What is Apache Kafka?

Apache Kafka is an industry standard solution for creating real-time data pipelines involving several subsystems. It is a queing system based on a publish-subscribe (PubSub) model, where producers publish messages to a topic (or several topics) and consumers subscribe to topics. Each topic is similar to a queue, hence consumers remove messages from the queue. It comes with built-in replication, and offers high scalability. As such, in general we talk about interacting with a Kafka cluster.

A Kafka cluster has one or several Kafka brokers – or in other words, Kafka instances – and at least one instance of Apache Zookeeper. Zookeeper keeps track of how many messages have been consumed from each topic as well as electing a leader among the Kafka brokers. The leader broker, as we can expect, is the primary reference in case one of the other brokers fail, and is used as ground truth when there are conflicts.

An interesting property about Kafka, is that it offers exactly once (EO) message passing as long as there is only one consumer for each topic. When managing queues, EO is the holy grail, since it is better than either ALO (at least once) or AMO (at most once). In most cases, though, we will need either more than one consumer per topic or a parallel process to deal with messages from a topic, breaking the EO guarantee. Then we need to ensure other invariants, which in our case would be processed at least once and stored at most once.

Kafka is written in Scala, actively maintained (the most recent version, 0.10 was released check) and there are libraries to interact with it in most mainstream languages. In our case, we have several producers (in Python and Scala) and consumers (all in Python).

Story about our setup

The first piece we developed that needed to be tied to a Kafka cluster was a producer (written in Scala) that uses Twitter’s API to generate a constant stream of tweets into the topic tweets. To do so, we used this docker image, which uses docker-compose to link together one or more Kafka brokers and a Zookeeper instance. With this machine up, we can develop locally, getting the Scala code to interact with the localhost Kafka. We checked, and a nice stream of tweets entered Kafka and a test consumer in Python could subscribe and show them. All well and good?

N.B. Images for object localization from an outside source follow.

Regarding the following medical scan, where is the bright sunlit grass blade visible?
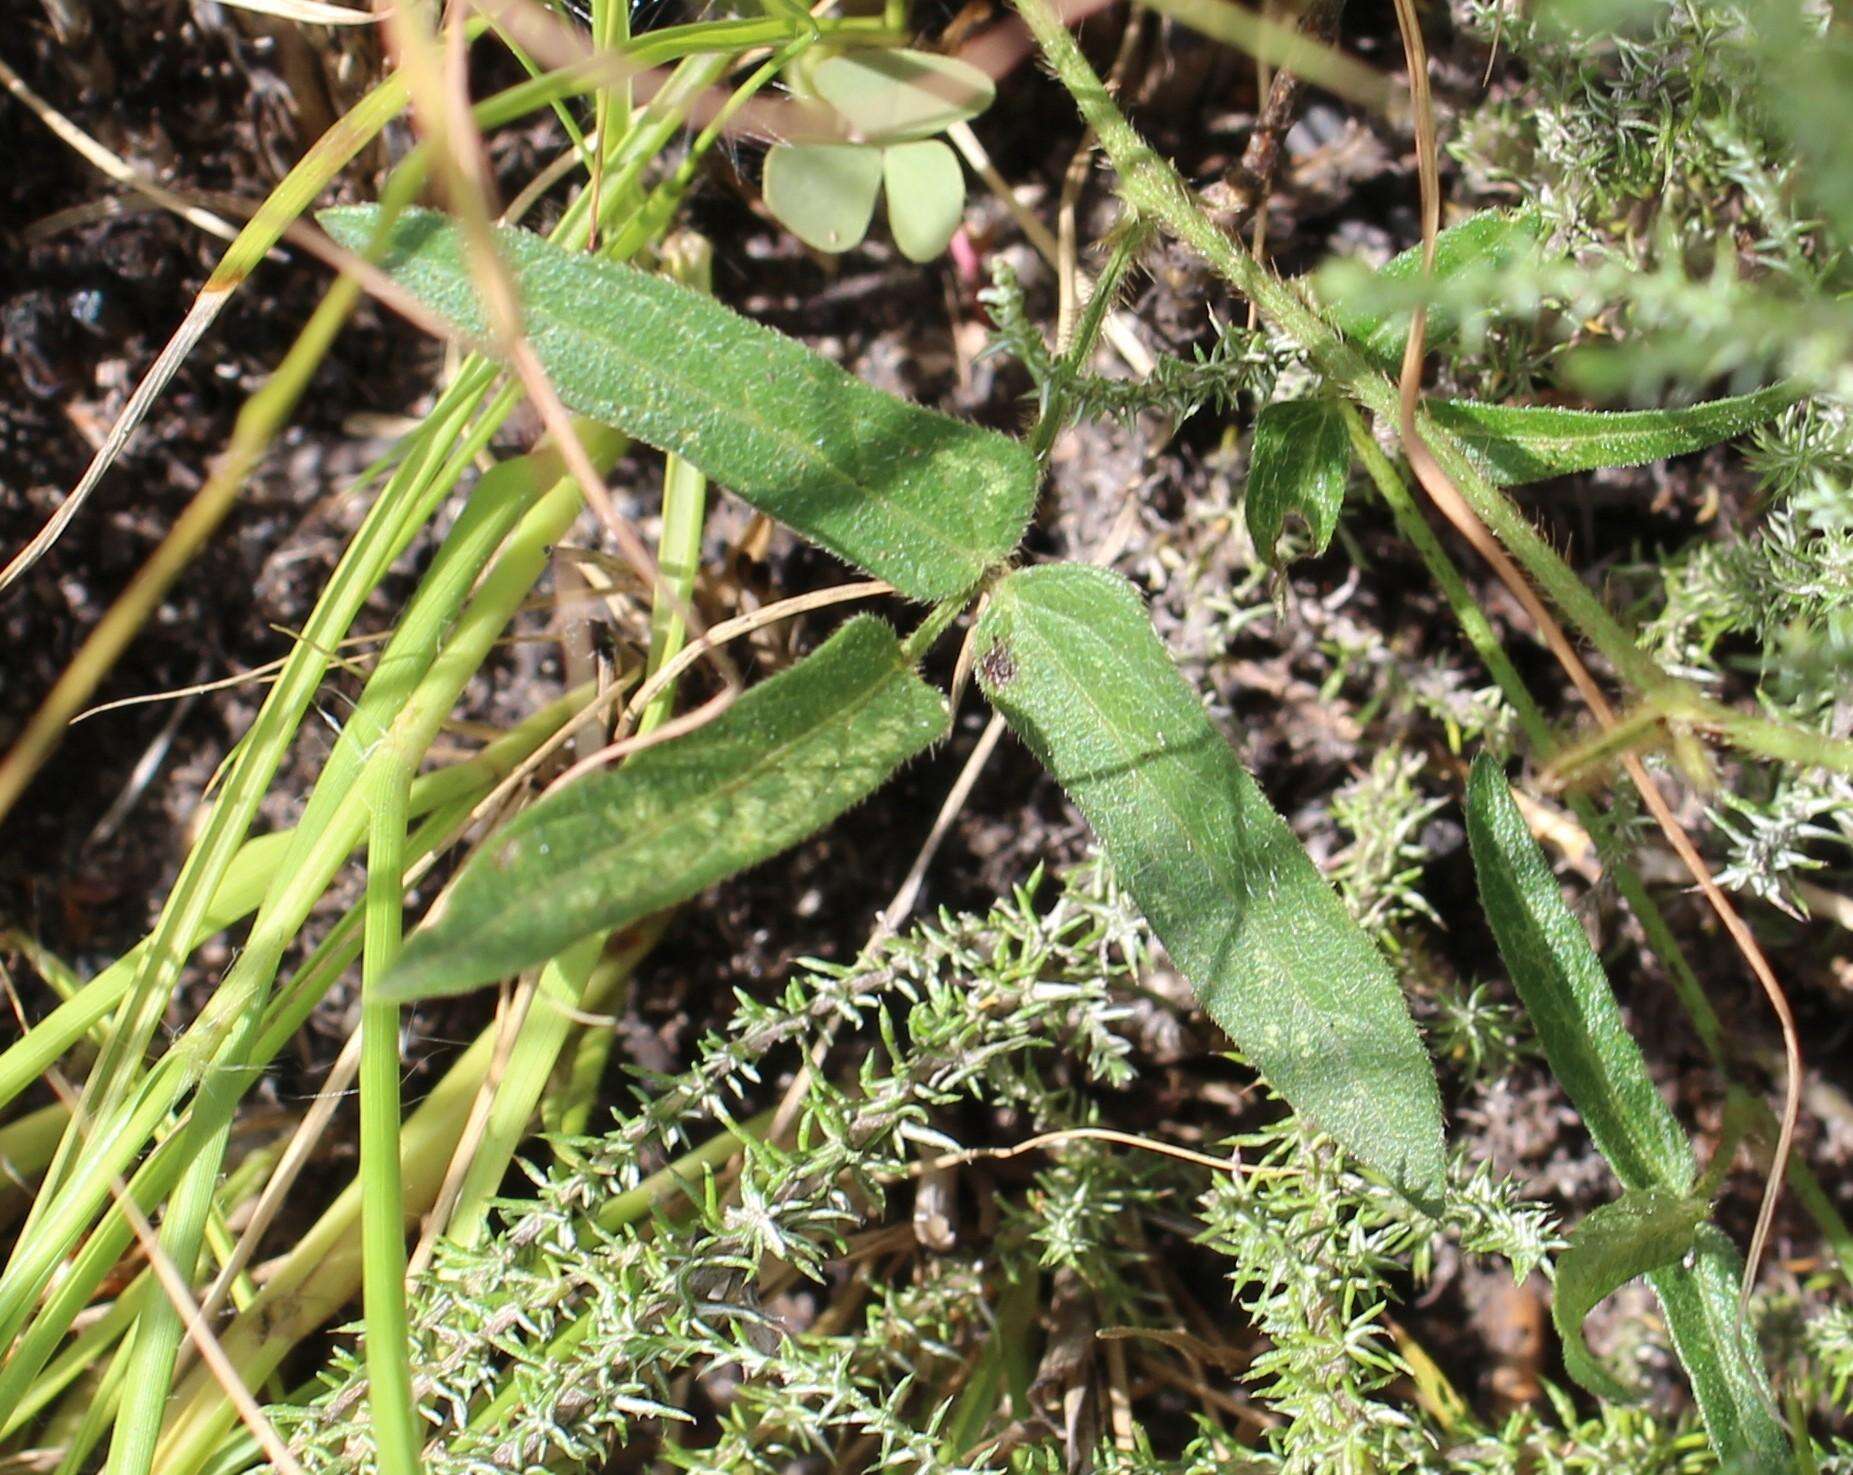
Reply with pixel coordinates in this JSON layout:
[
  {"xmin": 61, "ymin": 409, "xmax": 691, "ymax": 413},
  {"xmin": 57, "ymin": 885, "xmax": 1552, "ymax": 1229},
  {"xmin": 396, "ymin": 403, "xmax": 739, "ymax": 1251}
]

When consumers connect to a Kafka broker for the first time, the broker will reply with its advertised host name, i.e. the IP/server name it assumes it is on, which is set as a configuration parameter before starting the broker. For the local setup, running Kafka in Docker and the producer in another console with Scala, this can be localhost or 127.0.0.1 and everything matches up nicely. But in a final setup we want to run the producer and Kafka (and ideally all producers and consumers) as a set of docker machines we can start with just

docker-compose up

In this scenario, if the whole setup can be defined as a ‘simple’ compose file, it means that we can move on to separate instances for each subsystem easily if needed.

With this goal in mind, we set a docker image with the correct version of Scala and modified the compose file to add this image, linking it to Kafka… And nothing worked: the producer could not run and connecting an external (not from within the Docker images but from outside) consumer showed no messages.

Long story short, first Scala could not correctly process the alias used by the link in compose – had to upgrade to a compose 2.0 file to make sure DNS setup in Docker was working correctly – then the advertised host name (which was the alias kafka) did not match anything in the ‘external’ machine – this was fixed just by modifying /etc/hosts.

In retrospect it seems easy, but during the process we learnt about how docker manages its networks, how links work and how the ambassador pattern could be used in these cases.